我が身の周りに八重の桜よ、咲き誇り、今ここに集い来れ ——開け、桜華結界! 急急如律令!』
陰陽の呪文が紡がれ、薄桃色の桜の花弁の形の結界が展開した。魔力の消費量が多く、身体中の骨が軋むように痛い。
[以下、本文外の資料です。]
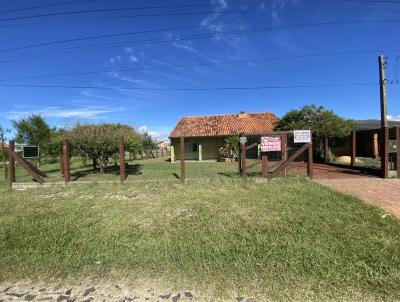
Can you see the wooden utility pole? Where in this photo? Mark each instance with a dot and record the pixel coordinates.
(398, 150)
(243, 159)
(382, 90)
(384, 124)
(326, 148)
(122, 172)
(310, 161)
(353, 148)
(182, 156)
(264, 166)
(61, 164)
(11, 162)
(67, 176)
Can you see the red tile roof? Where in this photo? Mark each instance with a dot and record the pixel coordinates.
(224, 125)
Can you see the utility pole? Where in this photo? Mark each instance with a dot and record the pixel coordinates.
(384, 124)
(382, 88)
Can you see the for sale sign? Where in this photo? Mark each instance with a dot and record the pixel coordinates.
(302, 136)
(271, 143)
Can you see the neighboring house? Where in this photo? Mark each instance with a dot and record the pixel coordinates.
(164, 145)
(368, 138)
(205, 135)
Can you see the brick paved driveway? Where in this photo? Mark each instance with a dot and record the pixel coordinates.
(384, 193)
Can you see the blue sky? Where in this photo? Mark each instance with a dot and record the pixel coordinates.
(157, 110)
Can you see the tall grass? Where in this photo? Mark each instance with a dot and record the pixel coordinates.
(288, 239)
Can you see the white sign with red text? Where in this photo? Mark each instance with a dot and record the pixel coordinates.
(302, 136)
(271, 143)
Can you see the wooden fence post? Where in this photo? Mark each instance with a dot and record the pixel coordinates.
(67, 176)
(310, 162)
(11, 163)
(61, 164)
(398, 151)
(385, 152)
(326, 148)
(122, 172)
(182, 157)
(353, 147)
(243, 160)
(264, 166)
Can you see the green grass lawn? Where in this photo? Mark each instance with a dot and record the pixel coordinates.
(290, 239)
(152, 169)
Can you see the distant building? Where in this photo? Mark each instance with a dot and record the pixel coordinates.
(368, 139)
(164, 145)
(205, 135)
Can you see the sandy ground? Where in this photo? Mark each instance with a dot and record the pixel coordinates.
(86, 291)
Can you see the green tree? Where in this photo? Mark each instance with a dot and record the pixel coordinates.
(55, 144)
(33, 130)
(147, 142)
(3, 153)
(99, 142)
(323, 123)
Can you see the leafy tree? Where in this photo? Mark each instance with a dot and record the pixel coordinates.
(3, 153)
(231, 147)
(147, 142)
(100, 141)
(55, 144)
(323, 123)
(33, 130)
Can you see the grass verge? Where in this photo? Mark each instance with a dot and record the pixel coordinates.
(290, 239)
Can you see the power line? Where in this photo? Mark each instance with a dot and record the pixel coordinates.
(125, 9)
(111, 36)
(190, 37)
(200, 64)
(44, 6)
(191, 89)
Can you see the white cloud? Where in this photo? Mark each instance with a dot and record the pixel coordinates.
(128, 49)
(220, 3)
(395, 118)
(133, 58)
(156, 135)
(85, 112)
アンデッド・ロードの攻撃が桜の結界に阻まれ、火花を散らした。
その隙に、俺は夫の傷口に手を当てた。
『癒しの力よ!』
心からの願いが、温かな光となってオズヴァルトの傷を包み込む。深い裂傷が、目に見える速さで塞がっていく。
オズヴァルトの瞳が見開かれた。
「……アリスト……お前は、俺のことを……」
皮肉にも……心から癒してやりたい相手にのみ発動するこの力が、俺の心を証明してくれてる。
「今生は、幸せになりたいんだよね、俺だって」
「お前……」
前世は愛によって身を滅ぼした。しかしそれに後悔はない。
ただ、今回は未来を諦めたくない。
共に生きたい人との、未来を。
アンデッド達の咆哮が精神を乱す。腐った臭いも不愉快だ。
冷汗が頰を伝う。
アンデッド・ロードが一際大きく咆哮し、最大の魔力を放とうとした瞬間、俺はオズヴァルトの剣に手を重ね、自身の魔力を注ぎ込んだ。
「一緒に、倒すぞ」
オズヴァルトは一瞬だけ迷い、そして力強く頷いた。彼の腕がマリアンを抱き寄せ、共に剣を振り上げる。
「もう1回死にさらせ! くそ骸骨!」
そう俺が吠えた瞬間、二人の魔力が融合した銀光の斬撃が、夜空を貫いた。
アンデッド・ロードの核が、砕けた。
巨大な骸骨が崩れ落ち、周囲のアンデッドたちが次々と塵となって風に散っていった。
騎士達から歓声が上がる。
獅子の旗が誇らしげに風にたなびく。
オズヴァルトは大地に刺した剣にて、己を支えつつ荒い息を吐いた。
「……お前がいなければ、俺は死んでいたかもな」
低く、掠れた声。
「大袈裟な」
俺は笑いながら肩を貸した。魔力の放出が多くて大きな体を支えるのが辛そうだったから。
「後でまた、あの美味しいパンを食わせてくれるか?」
不器用な甘え方だな、しかも色気無し。
「いいけど、こんな時に食べ物の話か、色気のない事で」
そもそも男性体で肩を貸してる時点で、色気もクソもあったもんじゃないが。
「勝ったからいいじゃないか」
「それはそうだけどな」
森の霧が晴れ、朝陽が差し込む。
政略から始まった俺達夫婦の仲は、この戦いで確かにまた一歩、進んだ気もする。
そして俺は、心の中で前世で培った力、知識とか色々、ガルナバーシュ辺境伯夫人として、あの地を守る為に使っていこうと、ひっそりと誓う。
「この後、美味しいパンにローストビーフを挟んでやるよ」
「それは楽しみだ」
───東の森に、穏やかな朝が訪れていた。